One of the challenges of big data is real-time processing, especially in dynamic data environments such as financial trading and social media, Biddick says. "Many queries are difficult to pre-compute and too intense to compute in real time on a single machine. Traditionally, you have to do an approximation to keep the cost of such a query down." He says that Storm, open-source software from BackType, which Twitter bought last summer, does distributed real-time processing of information that enables Twitter users to track trends and figure out how many unique people see a tweet.
"Storm’s architecture uses distributed remote procedure calls, so as you run a processing topology, it implements the RPC function and waits for RPC invocations," says Biddick. "An RPC invocation is a message containing the parameters of the RPC request and information telling Storm where to send the results. The topology picks up messages, does the necessary computations in parallel on several machines and returns the results to the request originator."
He says Storm’s distributed, fault-tolerant approach operates at a higher level of abstraction than message queues. Yahoo’s S4 and Amazon Web Services take similar approaches, Biddick adds.
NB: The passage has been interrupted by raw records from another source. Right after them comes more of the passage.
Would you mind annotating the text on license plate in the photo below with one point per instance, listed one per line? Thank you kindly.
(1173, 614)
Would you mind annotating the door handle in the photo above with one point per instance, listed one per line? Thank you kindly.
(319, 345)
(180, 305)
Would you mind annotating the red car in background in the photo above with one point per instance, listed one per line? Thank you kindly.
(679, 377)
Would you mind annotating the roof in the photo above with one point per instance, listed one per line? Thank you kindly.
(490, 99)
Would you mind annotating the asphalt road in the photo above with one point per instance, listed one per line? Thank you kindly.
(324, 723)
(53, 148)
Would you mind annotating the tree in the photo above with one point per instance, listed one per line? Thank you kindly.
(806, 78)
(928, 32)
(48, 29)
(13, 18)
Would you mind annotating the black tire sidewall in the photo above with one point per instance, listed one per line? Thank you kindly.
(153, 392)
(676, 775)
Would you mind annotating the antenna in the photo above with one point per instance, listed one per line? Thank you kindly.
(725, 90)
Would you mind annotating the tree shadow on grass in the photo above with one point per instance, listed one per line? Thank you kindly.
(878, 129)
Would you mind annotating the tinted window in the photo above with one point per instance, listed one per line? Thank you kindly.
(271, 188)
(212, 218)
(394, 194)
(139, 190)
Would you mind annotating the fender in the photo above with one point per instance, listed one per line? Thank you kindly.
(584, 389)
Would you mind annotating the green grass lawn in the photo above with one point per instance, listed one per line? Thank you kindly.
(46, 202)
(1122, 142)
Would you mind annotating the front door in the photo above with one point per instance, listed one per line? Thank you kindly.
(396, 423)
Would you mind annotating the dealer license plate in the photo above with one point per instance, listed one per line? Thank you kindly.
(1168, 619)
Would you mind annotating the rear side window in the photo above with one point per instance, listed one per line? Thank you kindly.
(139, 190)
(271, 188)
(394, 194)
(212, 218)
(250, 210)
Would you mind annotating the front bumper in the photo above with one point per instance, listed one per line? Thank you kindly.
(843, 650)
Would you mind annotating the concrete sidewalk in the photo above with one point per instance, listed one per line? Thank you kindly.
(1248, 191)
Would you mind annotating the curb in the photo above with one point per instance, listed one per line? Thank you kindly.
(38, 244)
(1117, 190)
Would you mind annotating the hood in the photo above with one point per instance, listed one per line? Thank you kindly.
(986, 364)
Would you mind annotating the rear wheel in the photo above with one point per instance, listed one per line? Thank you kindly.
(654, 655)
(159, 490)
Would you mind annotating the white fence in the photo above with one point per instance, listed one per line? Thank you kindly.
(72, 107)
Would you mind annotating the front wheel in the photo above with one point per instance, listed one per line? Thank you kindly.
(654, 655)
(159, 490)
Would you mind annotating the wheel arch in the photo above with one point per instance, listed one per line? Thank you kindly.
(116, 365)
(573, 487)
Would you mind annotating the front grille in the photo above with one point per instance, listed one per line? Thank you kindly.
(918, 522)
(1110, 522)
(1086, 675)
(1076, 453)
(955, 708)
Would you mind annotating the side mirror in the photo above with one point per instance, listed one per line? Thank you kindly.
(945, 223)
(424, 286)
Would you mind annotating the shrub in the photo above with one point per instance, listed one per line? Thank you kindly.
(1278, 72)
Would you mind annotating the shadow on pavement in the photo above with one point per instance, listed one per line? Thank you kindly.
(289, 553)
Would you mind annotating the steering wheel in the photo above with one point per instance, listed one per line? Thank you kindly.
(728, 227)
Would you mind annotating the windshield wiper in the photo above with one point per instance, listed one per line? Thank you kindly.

And AWS is developing a stream processing capability that it says will process more than 2 million records per second at launch and eventually will scale to handle more than 100 times that traffic. The company describes the platform as providing near-real-time, highly available and reliable data processing.
Another issue companies need to think about is the ability to access big data--and quickly. "Before thinking about big data architectures, make sure your data policies are clear and accepted throughout the organization," advises Biddick. "They must define the types of data that will be stored, for how long, how quickly you need to access it, and how it will be accessed. These policies will form the basis of storage governance and help define your technology requirements."
Without this foundation, he says, companies will just be throwing storage dollars at problems and end up with a depleted budget, underutilized technology and an inability to plan for future growth. "Big data management," says Biddick, "is challenging enough without worrying about whether you’re managing the right data set."